Michigan speaker backs push for part-time legislature

Jonathan Oosting
Detroit News Lansing Bureau

Lansing — House Speaker Tom Leonard said Thursday he supports calls to make the Michigan Legislature part-time and reduce legislator pay.

A resolution introduced earlier this year would limit the Legislature to meeting 90 days a year, and a pending petition drive seeking to amend the state constitution would base lawmaker pay on teacher salaries.

“I have not read this particular proposal, but in concept I support a part-time legislature,” Leonard, R-DeWitt, told reporters on the House floor.

“I know there’s several other states that have done it. They’ve made it work. I think it’s something we need to start the discussion on here in Michigan.”

Michigan is one of nine states with some form of full-time legislature, according to the National Conference of State Legislatures. Twenty-six other states have “hybrid” legislatures where members work the equivalent of roughly two-thirds of a full-time job.

The Board of State Canvassers met earlier Thursday and was set to consider a part-time legislature petition submitted Clean MI Committee, but the group pulled the language at the last minute to fix a technical error. It plans to resubmit.

Under an initial draft proposal, the Michigan Legislature could meet no more than 90 times in any year, unless the governor called an emergency session for a special purpose. The regular session days would be served in a consecutive block.

Legislator pay could be halved from the $71,685 base salary members currently earn.

The State Officers Compensation Commission would determine total compensation for legislators, including benefits, based on the average teacher compensation, pro-rated to reflect fewer session days than school days.

Michigan teachers earned an average of roughly $62,000 during the 2015-16 school year, according to the Center for Educational Performance and Information, and the state now requires 180 school days a year.

That means legislators could earn somewhere around $31,000 a year if they worked 90 session days. They would make more if the governor called a special session.

Part-time legislature proponent Norm Kammeraad said he does not support the new petition, calling it an attempt at “part-time legislature light” and suggesting it is an effort to pacify grassroots activists who want to pursue “real change.”

Kammeraad is part of a group that has proposed limiting the Legislature to 30 meetings a year. His committee circulated petitions in 2014 but did not collect enough signatures to make the ballot. It is working to craft another petition for 2018, he said.

“The only way you’re going to change the bureaucracy and institution is to give it a full enema,” he said. “Take it and make it a part-time Legislature, like a town board.”

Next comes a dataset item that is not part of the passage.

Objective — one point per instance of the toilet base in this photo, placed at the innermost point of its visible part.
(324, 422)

It’s not clear who is behind the new 90-day petition. The committee treasurer and designed record keeper did not return calls from The Detroit News, and attorney John Pirich said only that details would be announced at a later date.

The Michigan Legislature met less than 90 times in 2016, according to election-year journal records showing 82 session days in the House and 81 days in the session.

Legislators typically meet more often in years where there are not statewide elections. In 2015, for instance, the Senate had 112 session days and the House had 104.

But full-time legislators say much of their work is done off the floor and in district, including constituent meetings.

Senate Majority Leader Arlan Meekhof, R-West Olive, said a part-time Legislature would only make sense if the state also scrapped its term-limits law, which prohibits legislators from serving more six years in the House and eight years in the Senate.

Legislators need experience to develop expertise and sound policy, he told reporters, saying a part-time Legislature with term limits would be harmful.”

“It would really limit the power of the people to speak to their legislators,” he said. “If they citizens of Michigan want to vote that way, they have to understand the (governor) — Democrat or Republican — would have much, much more power.”

Leonard did not rule out a conversation about term limits reform but said he supports calls for a part-time legislature regardless.

“I think us young legislators are doing a pretty good job right now,” he said.